The missing Power-stage pulses can be caused by 4 things:

a over-voltage protection based on the voltage-slope. Maybe if Voltage rises too quickly, Vcore gets discharged violently in order to protect the hardware (preemptively). I am not sure if this feature exists in the chip since its datasheet is not open to the public)
The load reduction triggers a power-saving feature of the VRM. The missing pulses could be explained by a varying switching frequency (which is enabled evidently, since it can insert pulses during recovery - effectively reaching 1MHz switching frequency). So when load decreases sufficiently, the switching frequency could be decreased to 250kHz. This would explain it perfectly.
The VRM has an “adaptive control loop”. Such a control loop algorithm seeks to optimize load change response. This is a very complicated control-theory topic and there is much that can go wrong here. It is very well possible that this adaptable control loop just fucks up during load decrease. If the adaptability isnt contained within certain constraints, things happen.
there are actually more things, like power stage current sharing failures, which could cause a VRM - reset/restart which could manifest this way

I am strongly in favor of option 2)

going to bed now. sorry

MisteryAngel · March 10, 2020, 1:47am

Yeah it´s probablly a miss configuration between the bios,
and the actual pwm, the Infineon XDPE132G5C.
Option 2 sounds plausible.
I believe Gigabyte normaly run their switching frequency at about 400khz.
But if in the case of the said bios it’s dynamicaly changing,
then it could definitely be a reason why it would skip cycles when load decreases.

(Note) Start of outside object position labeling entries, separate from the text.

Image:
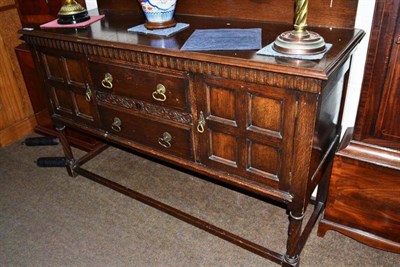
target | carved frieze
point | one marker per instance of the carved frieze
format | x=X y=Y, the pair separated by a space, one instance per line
x=144 y=107
x=196 y=66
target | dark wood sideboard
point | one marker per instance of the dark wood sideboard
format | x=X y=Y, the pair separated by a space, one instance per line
x=364 y=195
x=268 y=126
x=38 y=12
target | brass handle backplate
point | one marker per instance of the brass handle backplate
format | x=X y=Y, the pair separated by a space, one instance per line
x=165 y=140
x=202 y=123
x=159 y=93
x=107 y=81
x=116 y=125
x=88 y=93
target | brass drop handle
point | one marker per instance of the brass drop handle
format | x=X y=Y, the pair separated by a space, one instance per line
x=159 y=93
x=116 y=125
x=202 y=123
x=165 y=140
x=107 y=81
x=88 y=93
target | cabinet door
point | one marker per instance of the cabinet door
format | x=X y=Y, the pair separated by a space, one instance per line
x=248 y=129
x=67 y=83
x=388 y=123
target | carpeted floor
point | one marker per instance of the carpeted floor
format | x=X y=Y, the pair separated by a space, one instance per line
x=50 y=219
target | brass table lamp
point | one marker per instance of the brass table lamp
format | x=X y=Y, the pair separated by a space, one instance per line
x=300 y=41
x=71 y=13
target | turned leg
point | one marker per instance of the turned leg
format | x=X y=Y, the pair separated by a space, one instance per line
x=70 y=160
x=292 y=258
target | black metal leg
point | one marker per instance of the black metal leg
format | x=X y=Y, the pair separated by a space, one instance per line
x=70 y=160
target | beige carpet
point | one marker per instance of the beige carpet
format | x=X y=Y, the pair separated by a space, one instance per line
x=50 y=219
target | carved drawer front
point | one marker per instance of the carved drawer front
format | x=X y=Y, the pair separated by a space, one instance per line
x=166 y=89
x=68 y=86
x=248 y=129
x=174 y=140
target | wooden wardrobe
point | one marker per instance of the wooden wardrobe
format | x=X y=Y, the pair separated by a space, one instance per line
x=364 y=194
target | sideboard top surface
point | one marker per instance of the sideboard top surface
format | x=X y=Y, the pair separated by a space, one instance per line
x=112 y=32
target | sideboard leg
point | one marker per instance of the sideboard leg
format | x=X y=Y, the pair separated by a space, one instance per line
x=292 y=258
x=70 y=160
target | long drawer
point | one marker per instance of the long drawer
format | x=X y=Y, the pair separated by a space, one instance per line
x=155 y=87
x=155 y=134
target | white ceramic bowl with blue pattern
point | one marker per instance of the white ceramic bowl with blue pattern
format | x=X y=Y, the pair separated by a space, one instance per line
x=159 y=13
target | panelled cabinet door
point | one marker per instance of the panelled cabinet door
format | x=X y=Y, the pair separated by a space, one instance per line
x=388 y=123
x=67 y=82
x=246 y=129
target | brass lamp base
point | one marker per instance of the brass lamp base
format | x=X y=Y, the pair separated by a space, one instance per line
x=299 y=43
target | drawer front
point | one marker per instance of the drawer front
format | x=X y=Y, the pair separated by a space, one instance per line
x=160 y=136
x=143 y=84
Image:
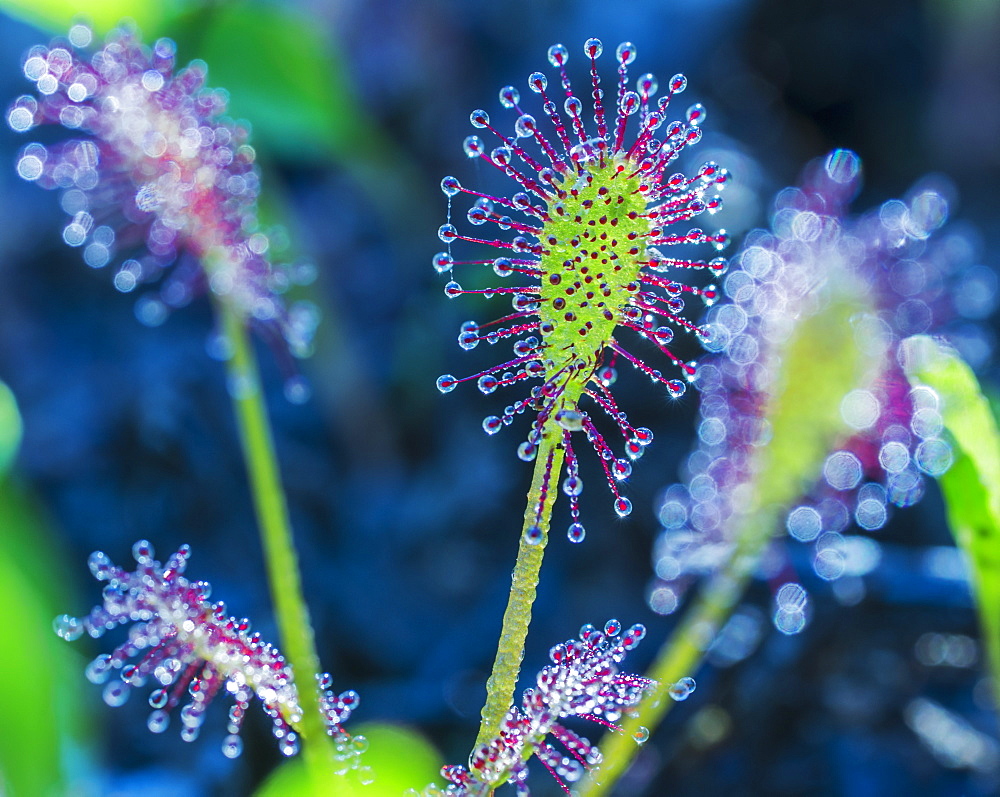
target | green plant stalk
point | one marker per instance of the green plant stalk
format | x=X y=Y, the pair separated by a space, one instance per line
x=815 y=372
x=510 y=648
x=683 y=651
x=292 y=614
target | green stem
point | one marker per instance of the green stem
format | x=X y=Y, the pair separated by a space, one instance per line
x=295 y=629
x=510 y=649
x=684 y=650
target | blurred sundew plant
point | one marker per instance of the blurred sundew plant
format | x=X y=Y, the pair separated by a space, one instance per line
x=808 y=420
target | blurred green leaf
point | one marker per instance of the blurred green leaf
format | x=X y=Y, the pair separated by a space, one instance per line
x=10 y=428
x=971 y=486
x=281 y=74
x=820 y=365
x=57 y=16
x=40 y=748
x=399 y=758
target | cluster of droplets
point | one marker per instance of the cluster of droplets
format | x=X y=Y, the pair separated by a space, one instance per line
x=160 y=172
x=588 y=221
x=915 y=277
x=582 y=681
x=191 y=650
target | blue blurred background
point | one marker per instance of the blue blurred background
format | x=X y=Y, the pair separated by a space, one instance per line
x=406 y=514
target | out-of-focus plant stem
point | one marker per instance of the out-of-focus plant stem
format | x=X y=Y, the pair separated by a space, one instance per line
x=297 y=640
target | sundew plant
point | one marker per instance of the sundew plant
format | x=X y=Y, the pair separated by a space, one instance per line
x=324 y=566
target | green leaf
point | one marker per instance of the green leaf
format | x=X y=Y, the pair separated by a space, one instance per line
x=971 y=486
x=56 y=16
x=820 y=365
x=41 y=752
x=282 y=74
x=399 y=758
x=10 y=428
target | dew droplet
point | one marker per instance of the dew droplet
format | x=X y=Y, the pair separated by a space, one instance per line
x=842 y=165
x=492 y=424
x=558 y=55
x=115 y=693
x=158 y=721
x=682 y=689
x=68 y=627
x=30 y=167
x=621 y=469
x=593 y=48
x=473 y=146
x=509 y=96
x=232 y=746
x=626 y=52
x=446 y=383
x=533 y=535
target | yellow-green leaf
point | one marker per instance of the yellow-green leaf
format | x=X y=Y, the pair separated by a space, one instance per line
x=971 y=486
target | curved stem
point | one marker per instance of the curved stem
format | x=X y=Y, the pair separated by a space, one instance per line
x=684 y=650
x=510 y=648
x=292 y=615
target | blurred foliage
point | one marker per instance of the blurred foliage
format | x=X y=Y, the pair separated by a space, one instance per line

But of course also AMD acknowledged that there also is an issue on their behalve.
So it´s likely a combination of both.

DerAlbi · March 10, 2020, 9:16am

Halving switching frequencies is not a safety feature, it is about VRM efficiency. Every switching cycle creates some amount of heat from the switching alone, this is why having a lower switching frequency is inherently beneficial for the mosfets. However lower switching frequency increases the RMS-current in the inductors which is causing more heat loss in them. It is a delicate balance to find the overall minimum heat loss.